Several academic papers have been written on this subject, and businesses have even been set up to sell information to players wanting to avoid sharing any winnings. Examples such as January 14th 1995 when 133 winners shared the £16 million jackpot and each won around £122,500 instead is clearly enough motivation for people to look into this.
Official statistics around the numbers selected for the National Lottery were released in the early days of the game, but are no longer published. However, one way to extract information around player preferences is by considering two subsets of all the Lottery draws which have taken place – those when there was a winner of the jackpot, and those when there was no winner.

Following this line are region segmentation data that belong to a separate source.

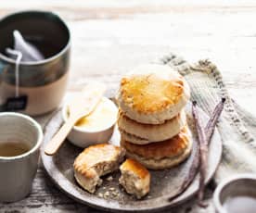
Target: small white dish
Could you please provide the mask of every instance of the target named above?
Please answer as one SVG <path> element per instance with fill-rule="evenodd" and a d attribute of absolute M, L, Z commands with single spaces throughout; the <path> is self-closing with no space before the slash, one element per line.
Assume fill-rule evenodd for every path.
<path fill-rule="evenodd" d="M 256 197 L 256 175 L 255 174 L 239 174 L 232 178 L 223 181 L 216 188 L 213 194 L 213 203 L 217 213 L 230 213 L 225 207 L 225 202 L 230 202 L 234 197 Z M 243 204 L 242 209 L 245 209 Z M 237 205 L 236 205 L 237 206 Z M 239 205 L 240 206 L 240 205 Z M 236 212 L 248 212 L 240 211 L 236 208 Z"/>
<path fill-rule="evenodd" d="M 99 119 L 98 123 L 100 123 L 101 126 L 99 128 L 74 126 L 68 135 L 68 140 L 74 145 L 84 148 L 91 144 L 108 143 L 111 138 L 117 121 L 118 107 L 107 97 L 102 97 L 102 102 L 112 111 L 113 118 L 111 117 L 108 120 Z M 100 107 L 100 105 L 101 103 L 97 107 Z M 68 119 L 68 106 L 69 103 L 67 102 L 62 108 L 62 118 L 64 121 L 67 121 Z M 97 108 L 96 110 L 97 110 Z M 105 124 L 102 125 L 104 122 Z"/>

Of the 1,759 Lottery draws between its launch on November 19th 1994 and October 31st 2012, there were 1,398 where there was a jackpot winner and 361 where there was no winner. I considered these subsets independently, looking at the frequency of the drawn numbers within both and how this compared with that expected by probability. I was careful to remove sampling bias introduced by the random nature of the draws. This would avoid for instance a scenario where a number which has been drawn far more than predicted across all draws appearing more than expected in either subset purely due to random selection bias.

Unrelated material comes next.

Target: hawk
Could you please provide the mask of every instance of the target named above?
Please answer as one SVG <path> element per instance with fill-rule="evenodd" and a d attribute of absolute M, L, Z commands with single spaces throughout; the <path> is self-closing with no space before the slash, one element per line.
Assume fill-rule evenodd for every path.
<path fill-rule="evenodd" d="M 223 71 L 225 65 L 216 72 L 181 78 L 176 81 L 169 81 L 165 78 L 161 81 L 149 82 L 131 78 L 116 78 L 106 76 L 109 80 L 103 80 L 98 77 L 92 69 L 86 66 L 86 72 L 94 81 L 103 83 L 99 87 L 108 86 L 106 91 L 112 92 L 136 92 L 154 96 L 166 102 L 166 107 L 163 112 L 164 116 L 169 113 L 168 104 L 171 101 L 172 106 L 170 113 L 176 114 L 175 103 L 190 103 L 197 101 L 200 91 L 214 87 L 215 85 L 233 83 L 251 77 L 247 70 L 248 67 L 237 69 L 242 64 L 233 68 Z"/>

If there truly is conscious selection at work, then we would expect an unpopular number to appear less than expected within the jackpot subset, and more than expected within the roll-over subset. This approach treats each number as an independent entity and does not take into account that numbers are selected within a group of six. Thus, a number coupled by chance to a popular or unpopular number could itself be considered as so. This effect should become less significant as the sample size increases however, and as will be seen, the results output by this approach are explainable and not immediately spurious.
When combining outputs of the analysis of the two subsets into one metric, it is clear to see that there is noticeable conscious selection taking place. The graphic below displays the 49 possible numbers against a popularity scale, the taller the columns the greater the popularity. The red dotted line is the frequency of occurrence expected by probability.
There are clear patterns worth pointing out:
- The oft-talked about 'birthday bias' is clear to see, where players use the birth dates of loved ones as a basis for number selection. We see in the graphic that smaller numbers are indeed far more popular than larger numbers.
- 31 however appears to be more popular than 29 and 30, despite the fact that it is less likely for a person to be born on the 31st of a month compared to the 29th and 30th . This may be due to the position of the numbers on the playslip.
- 13 is one of the most unpopular numbers within the 'birthday bias' region, which makes sense considering the cultural dislike of this number. Its neighbour 14 is also unpopular, perhaps due to it being skipped across along with 13 when the casual selector scans across the board from left to right.
- The most popular number is 7, with the second most popular being 3. This finding is aligned to common knowledge around the public's attraction to these numbers, within "choose a number between 1 and 10" questions for instance.
- There is also a clear popularity trend for lower numbers ending with a 7, namely 7, 17 and 27.
I have future plans to run further analysis to show how the geometry of the selection board also affects the popularity of numbers. I will also look to study the popularity of combinations of numbers.
Until then, to play the opponent it would be best to choose the numbers which are indicated as being unpopular (those with smaller columns in the graphic), to minimise the chance of another player having the same numbers. By publishing this analysis however, the effectiveness of the combination 32, 34, 39, 40, 46 and 48 has now been reduced! I would therefore suggest only dipping into this combination to avoid sharing a possible jackpot with the readership of the Understanding Uncertainty blog!
The author: Jonathan Clarke is a Doctor of Experimental Physics now working as a senior risk analyst specialising in building prediction algorithms. He has completed several 'home brew' analysis projects including predicting political voting preferences based on neighbourhood statistics.